Microsoft has been trading above $US40 for most of the year (at times even reaching near historic highs), but analysts from Citi believe stock price will likely crash to $US36 after Microsoft reports earnings later this month.
It’s rare these days for big Wall Street firms to actually tell investors to sell a stock, but the Citi team, led by analyst Walter Pritchard, is doing exactly that:
We rate shares of Microsoft a Sell. We believe shares are being buoyed by excitement around new CEO Nadella and cloud services.
There’s a lot of controversy around Microsoft right now, its stock price and how its new CEO Satya Nadella will be able to monetise his vision for the company.
Nadella’s plans include giving away the next version of Windows, Windows 10, for a year to consumers, as well as offering free versions for small devices; pushing its enterprise customers to cloud services, some of which are low margin, in the hopes of enticing them to also buy higher margin cloud services; and bringing to market a whole new set of apps and technologies that let people work smarter, faster, and collaboratively on any platform, — not just Windows, but also iOS and Android.
While most analysts believe in the long-term vision, they remain concerned about the mid-term.
Pritchard is particularly concerned about:
- Continued decline of the PC market that is not offset by Microsoft’s small share of the smartphone market.

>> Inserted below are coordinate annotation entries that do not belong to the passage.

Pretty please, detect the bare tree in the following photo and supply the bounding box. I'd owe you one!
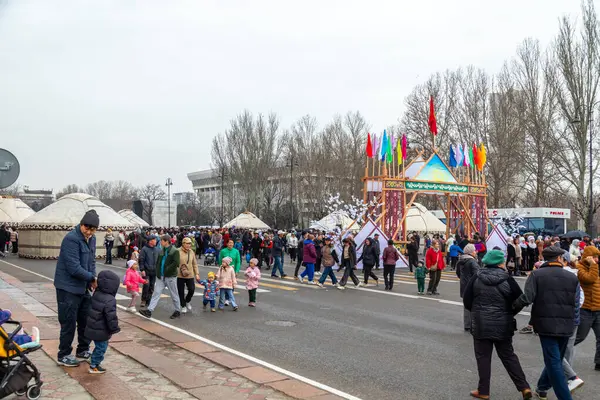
[56,183,84,200]
[546,0,600,228]
[139,183,167,225]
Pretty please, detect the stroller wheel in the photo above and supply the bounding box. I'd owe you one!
[27,385,42,400]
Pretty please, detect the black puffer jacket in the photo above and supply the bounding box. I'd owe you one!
[85,271,121,342]
[357,243,377,266]
[456,254,479,297]
[463,266,523,341]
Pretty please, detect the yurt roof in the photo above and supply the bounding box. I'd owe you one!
[20,193,135,229]
[117,210,150,227]
[0,197,35,225]
[310,211,360,231]
[223,211,270,229]
[406,203,446,233]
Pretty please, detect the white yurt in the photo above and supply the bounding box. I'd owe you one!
[223,211,271,229]
[117,210,150,228]
[0,196,35,226]
[19,193,136,259]
[406,203,446,234]
[310,211,360,232]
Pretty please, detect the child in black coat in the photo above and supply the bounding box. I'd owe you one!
[85,271,121,374]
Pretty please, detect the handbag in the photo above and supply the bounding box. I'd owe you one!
[179,251,190,278]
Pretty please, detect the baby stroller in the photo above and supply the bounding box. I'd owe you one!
[0,320,43,400]
[204,244,217,265]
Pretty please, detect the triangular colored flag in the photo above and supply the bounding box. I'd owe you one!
[385,131,394,164]
[479,143,487,170]
[381,130,388,161]
[469,146,475,168]
[448,145,456,168]
[429,96,437,136]
[454,144,464,167]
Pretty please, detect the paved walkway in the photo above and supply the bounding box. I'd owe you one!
[0,272,340,400]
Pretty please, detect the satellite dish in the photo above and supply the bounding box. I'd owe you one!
[0,149,21,189]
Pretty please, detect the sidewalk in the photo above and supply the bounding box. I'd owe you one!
[0,272,341,400]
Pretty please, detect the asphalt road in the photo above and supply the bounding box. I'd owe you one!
[0,257,600,400]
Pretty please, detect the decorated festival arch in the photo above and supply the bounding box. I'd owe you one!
[363,131,488,243]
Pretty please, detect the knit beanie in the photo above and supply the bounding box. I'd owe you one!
[81,210,100,228]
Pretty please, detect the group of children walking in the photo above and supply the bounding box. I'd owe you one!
[123,257,261,312]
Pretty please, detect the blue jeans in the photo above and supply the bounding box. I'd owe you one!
[219,288,237,309]
[56,289,92,359]
[537,335,573,400]
[271,256,285,276]
[300,263,315,282]
[575,309,600,364]
[90,340,108,368]
[319,267,337,285]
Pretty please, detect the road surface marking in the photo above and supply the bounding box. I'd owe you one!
[0,260,362,400]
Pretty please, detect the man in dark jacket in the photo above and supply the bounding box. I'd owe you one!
[514,246,579,400]
[463,249,532,399]
[140,234,181,319]
[138,236,160,307]
[54,210,100,367]
[271,231,287,278]
[456,243,479,331]
[85,271,121,374]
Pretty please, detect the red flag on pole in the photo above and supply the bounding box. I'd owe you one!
[429,96,437,136]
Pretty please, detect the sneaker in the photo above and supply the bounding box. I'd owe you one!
[519,325,533,334]
[75,350,92,360]
[88,365,106,374]
[469,390,490,399]
[536,390,548,400]
[569,376,584,393]
[56,355,79,367]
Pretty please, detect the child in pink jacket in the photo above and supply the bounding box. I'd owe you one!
[244,258,260,307]
[123,260,148,312]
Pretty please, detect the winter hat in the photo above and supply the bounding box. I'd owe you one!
[81,210,100,228]
[581,246,600,260]
[481,250,504,265]
[542,246,564,260]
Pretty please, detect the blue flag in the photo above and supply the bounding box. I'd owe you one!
[449,145,456,168]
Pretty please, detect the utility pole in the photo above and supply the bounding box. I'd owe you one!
[165,178,173,228]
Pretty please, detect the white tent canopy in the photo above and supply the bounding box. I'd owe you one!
[223,211,271,229]
[406,203,446,233]
[19,193,136,259]
[0,197,35,226]
[310,211,360,232]
[117,210,150,228]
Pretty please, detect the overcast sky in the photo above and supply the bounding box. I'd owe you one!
[0,0,580,191]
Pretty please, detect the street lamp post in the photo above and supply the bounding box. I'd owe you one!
[287,153,298,228]
[165,178,173,228]
[571,101,600,237]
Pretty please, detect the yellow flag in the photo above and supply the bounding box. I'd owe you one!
[396,138,402,165]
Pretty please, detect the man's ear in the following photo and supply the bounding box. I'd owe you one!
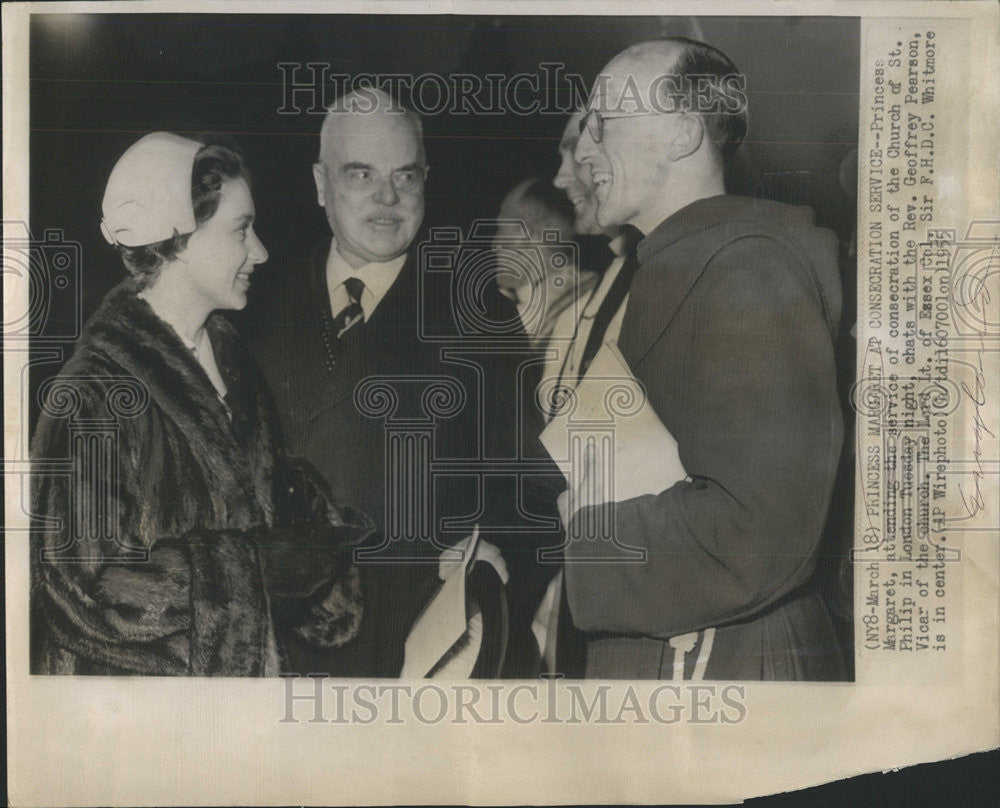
[667,112,705,162]
[313,163,326,208]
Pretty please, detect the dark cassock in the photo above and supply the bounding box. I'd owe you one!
[566,195,844,680]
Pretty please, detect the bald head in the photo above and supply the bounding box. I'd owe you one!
[319,87,425,162]
[313,88,427,269]
[593,37,747,162]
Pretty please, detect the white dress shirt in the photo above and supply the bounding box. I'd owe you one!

- Cannibalization of the company’s high-margin cash cow businesses, including Windows and Office, replaced by lower-margin cloud-based businesses.
- More debt on the books to offset the decrease in cash flow and still meet the promises for stock buy-backs.
- and, like all the bears these days, he also warns there could be a bigger hit from the foreign exchange rate, which is plaguing all US multinationals.
Pritchard summarized his view:
MSFT is wrestling with difficult strategic issues where we believe there are no easy answers (Windows challenges and associated consumer monetisation, cloud transition / margins while maintaining developer relevance). We expect some of this to be highlighted at BUILD developer conference (Apr 29th) where Windows will be the focus. We believe these strategic quandaries are more likely to results in further multiple contraction.
Pritchard’s bearish view is echoed by others like Goldman Sachs, who also rates the stock a sell.
But that view is being countered by more optimistic analysts, like Wells Fargo, who think Microsoft has a clear plan, and that stock will leap as the company shows progress in its key new areas, like cloud computing.